Egg salad, potatoes salad, tuna salad, chicken salad, deviled eggs...it's a start


----------



## BananaTom (Feb 16, 2008)

PM me your address.

Place them on the front porch.
I will send the Easter Bunny to your home to hide them tonight.
Tomorrow. Hunt for them.


----------



## Sunshine17 (Dec 11, 2009)

trash can.....just kidding. Deviled eggs and egg salad are bout the only way ill eat em.


----------



## halo1 (Oct 4, 2007)

I save the pickling juice and jars of pickles once I've ate the last pickle. Add the whole hard boiled eggs in the jars to its almost full.add a couple cloves of garlic and a couple Serrano peppers on top.
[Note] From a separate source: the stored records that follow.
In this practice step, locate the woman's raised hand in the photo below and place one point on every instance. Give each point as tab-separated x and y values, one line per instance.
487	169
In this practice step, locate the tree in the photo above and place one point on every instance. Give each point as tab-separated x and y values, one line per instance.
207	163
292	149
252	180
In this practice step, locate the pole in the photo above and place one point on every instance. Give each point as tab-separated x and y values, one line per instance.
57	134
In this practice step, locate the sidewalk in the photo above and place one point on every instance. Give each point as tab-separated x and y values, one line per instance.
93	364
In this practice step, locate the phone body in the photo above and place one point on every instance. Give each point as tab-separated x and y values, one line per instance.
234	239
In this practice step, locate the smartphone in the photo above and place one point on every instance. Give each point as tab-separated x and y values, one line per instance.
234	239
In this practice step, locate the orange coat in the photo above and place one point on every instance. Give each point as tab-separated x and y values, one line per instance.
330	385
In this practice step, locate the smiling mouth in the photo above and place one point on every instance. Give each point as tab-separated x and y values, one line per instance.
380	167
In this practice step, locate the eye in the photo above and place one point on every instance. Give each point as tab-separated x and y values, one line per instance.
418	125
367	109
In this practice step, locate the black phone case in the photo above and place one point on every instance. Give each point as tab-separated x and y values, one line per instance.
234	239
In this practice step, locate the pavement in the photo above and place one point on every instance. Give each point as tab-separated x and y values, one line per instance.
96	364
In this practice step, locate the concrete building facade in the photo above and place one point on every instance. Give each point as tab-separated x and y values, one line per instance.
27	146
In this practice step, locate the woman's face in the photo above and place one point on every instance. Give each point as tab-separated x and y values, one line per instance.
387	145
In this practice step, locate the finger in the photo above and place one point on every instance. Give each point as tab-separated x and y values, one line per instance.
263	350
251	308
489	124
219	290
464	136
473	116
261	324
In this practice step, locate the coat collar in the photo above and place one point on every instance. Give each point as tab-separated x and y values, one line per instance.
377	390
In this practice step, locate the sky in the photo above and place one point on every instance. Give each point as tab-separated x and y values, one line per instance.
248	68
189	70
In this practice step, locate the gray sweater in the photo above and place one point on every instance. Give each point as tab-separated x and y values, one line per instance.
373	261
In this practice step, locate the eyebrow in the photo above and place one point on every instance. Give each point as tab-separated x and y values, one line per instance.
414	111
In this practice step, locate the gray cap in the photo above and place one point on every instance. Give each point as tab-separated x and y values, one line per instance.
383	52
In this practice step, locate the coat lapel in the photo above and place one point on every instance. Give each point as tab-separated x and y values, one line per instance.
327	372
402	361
Pour the pickling juice over everything, close the lid, put in the fridge and about 2 weeks later. Spicy pickeled eggs! It's great in egg, chicken and tuna salads


----------



## stc1993 (Nov 23, 2014)

I make pickled eggs a few times a year & my DIL makes some for me. They have their own chickens.

Don't mix pickled eggs with oysters on the 1/2 shell. Deadly fumes!


----------



## Paymaster (Jan 9, 2012)

Shell and encase in 1/2 lb of your favorite breakfast sausage. Then cook on a smoker. Great snack food.


----------



## smooth move (Sep 25, 2012)

Paymaster said:


> Shell and encase in 1/2 lb of your favorite breakfast sausage. Then cook on a smoker. Great snack food.


i sometimes soft boil eggs, wrap em in sausage and roll em in bread crumbs, then either fry or bake. Scotch Eggs. great to do the night before at the deer camp and nuke for breakfast the next morning.


----------